Christian Influencer Gets Backlash for Calling Yoga Barbie ‘Demonic’
A Christian influencer who shares her faith perspectives on social media is under fire for warning that yoga, specifically a yoga-themed Barbie doll that is advertised as leading children through “guided meditations,” isn’t a good idea for children.
The New York Post said the influencer, Yasmeen Suri, who also is an author, speaker and singer, recently posted a warning about a “Breathe With Me” Barbie.
The Post said she’s now “being trolled” on social media, and explained the mockery included a statement form “Eva De Metal,” who said, “This is why is (sic) SUPER IMPORTANT to ask for help when your (sic) are having problemas (sic) with your mental health…”
Suri, while expressing a perspective that certainly triggers the “tolerance” sensors among leftists, wasn’t entirely new in her perspective.
Her comments, which drew 73,000 likes and 47,000 shares as of Monday, said such influences could lead children to be “possessed by demons.”
Mattel, maker of the doll, said it is to help children “practice self-care” and “inspire mindfulness.”
In boxes in stores, the doll sits cross-legged next to a dog, and wears a crescent moon-shaped necklace charm with a button that, when pressed, recites guided meditations.
“Satan always comes as appearing innocent. He will never come with horns and a pitchfork,” Suri explained. “Yoga IS Hinduism. You cannot separate the poses from the religion. Each pose is designed to invoke a hindu deity in the spirit realm.”
The Post report noted, “Thousands of people posted comments on the now-viral post, with the majority of Facebook users mocking Suri.”

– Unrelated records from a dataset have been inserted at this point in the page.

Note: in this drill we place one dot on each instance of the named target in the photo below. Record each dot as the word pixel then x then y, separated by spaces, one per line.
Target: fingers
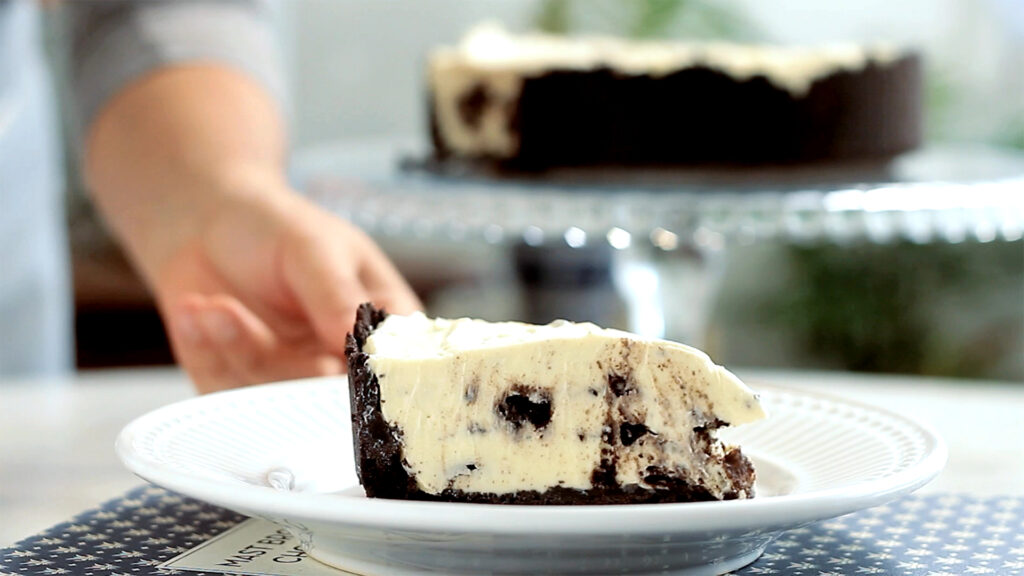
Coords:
pixel 328 288
pixel 330 280
pixel 222 344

Trudie Macfarlane mocked her, with, “My daughter has recently been doing yoga, it’s been really good for her. Enjoying the red tint in her eyes too, brings a nice ambience to the room.”
She responded, “There are some professing Christians that have no issues with the teachings behind yoga and there are some that do. I am one that does. Yes, I do believe when we open ourselves up to occult-based practices, there are dangers of demonic activity.”
WND reported not long ago when the Greek Orthodox Church issued a statement that yoga has no place “in the life of Christians.”
Also, several public schools in Ohio agreed to exclude the belief system from their classrooms when more than 100 local pastors told state officials coercing children to practice a “form of Eastern religion” violated the First Amendment.
“Yoga is not merely an external physical practice with a purely physiological effect, but rather an internal spiritual practice advertised as being able to provide the power to change an individual and transform the world,” the pastors argued.